I tried some backpacks - booq for one - and they're more stylish but not practical when you're in a city going all the time, having to pull the bag off my back in subways and stores and try to find a wallet just got impractical. It was better for my back, however.

Physically and logistically, I do best with a tote bag style of bag, two long-ish handles that can easily go over my shoulder. I tend to throw a lot of things in cases inside LL Bean-type canvas bags and I am always on the lookout for bags that aren't canvas totes that are that style.
posted by micawber at 1:26 PM on June 15, 2010


Tom Bihn makes magnificent bags - tough as nails, deceptively large, stylish-enough. I've got a Super Ego (mammoth courier bag) and an even larger Brain Bag, and they've got my business for as long as they want it.

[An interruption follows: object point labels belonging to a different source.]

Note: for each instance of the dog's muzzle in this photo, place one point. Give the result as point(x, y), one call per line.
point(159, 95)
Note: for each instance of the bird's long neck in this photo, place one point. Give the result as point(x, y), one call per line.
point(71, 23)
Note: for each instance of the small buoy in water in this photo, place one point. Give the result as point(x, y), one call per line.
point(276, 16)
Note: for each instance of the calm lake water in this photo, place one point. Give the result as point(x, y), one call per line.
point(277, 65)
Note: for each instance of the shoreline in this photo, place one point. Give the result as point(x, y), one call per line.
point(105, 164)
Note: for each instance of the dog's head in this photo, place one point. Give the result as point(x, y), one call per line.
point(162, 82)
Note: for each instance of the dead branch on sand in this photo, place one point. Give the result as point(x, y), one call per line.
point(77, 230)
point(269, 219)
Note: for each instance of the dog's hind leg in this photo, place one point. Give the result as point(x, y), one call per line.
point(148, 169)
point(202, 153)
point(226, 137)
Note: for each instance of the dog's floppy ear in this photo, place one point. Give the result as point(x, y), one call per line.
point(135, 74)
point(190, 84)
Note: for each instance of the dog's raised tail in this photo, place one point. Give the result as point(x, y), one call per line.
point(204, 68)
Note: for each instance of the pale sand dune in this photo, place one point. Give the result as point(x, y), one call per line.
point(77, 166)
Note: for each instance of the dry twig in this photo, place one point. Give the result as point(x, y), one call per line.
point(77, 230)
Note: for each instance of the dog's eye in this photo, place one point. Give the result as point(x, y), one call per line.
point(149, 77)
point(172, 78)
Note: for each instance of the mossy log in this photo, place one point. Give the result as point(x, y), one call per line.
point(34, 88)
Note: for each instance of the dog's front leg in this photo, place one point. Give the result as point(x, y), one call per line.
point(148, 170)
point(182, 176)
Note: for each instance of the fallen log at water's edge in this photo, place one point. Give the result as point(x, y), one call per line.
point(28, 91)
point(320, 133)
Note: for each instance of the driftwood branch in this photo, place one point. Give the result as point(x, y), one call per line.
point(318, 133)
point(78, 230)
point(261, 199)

Courier bags (one-shoulder bags, really) are bad for your back, but their Cafe is mighty nice...
posted by waxbanks at 1:48 PM on June 15, 2010


When I was last in the States I saw a bag in The Container Store that I really liked but, to my regret, didn't buy. It was by a company called Baggallini and was surprisingly capacious yet at the same time looked good enough to use for work. It expanded way more than you can tell from the picture.

Damn, it's on sale now.
posted by essexjan at 2:27 PM on June 15, 2010


How about this Baggallini (in one of the non-green shades)?
posted by Pamelayne at 3:22 PM on June 15, 2010


I've bought a number of bags on etsy, from shops like bayanhippo and morelle. It's worth looking around etsy, to see what's out there, especially since so many sellers are able to customize.
posted by monkeymonkey at 5:20 PM on June 15, 2010


All awesome suggestions! I love Baggallini bags - I've owned one and have admired that one from the Container Store for a long time, and have NEVER seen it that low.

The Tom Bihn Cafe Bag looks very tempting - those bags seem to have a very devoted following.

I also love the idea of an handmade etsy bag.
posted by lucyleaf at 7:21 PM on June 15, 2010


Definitely look at Moop bags. Depending on the style, they are close to (or in excess of) the high point of your price range, but definitely worth it.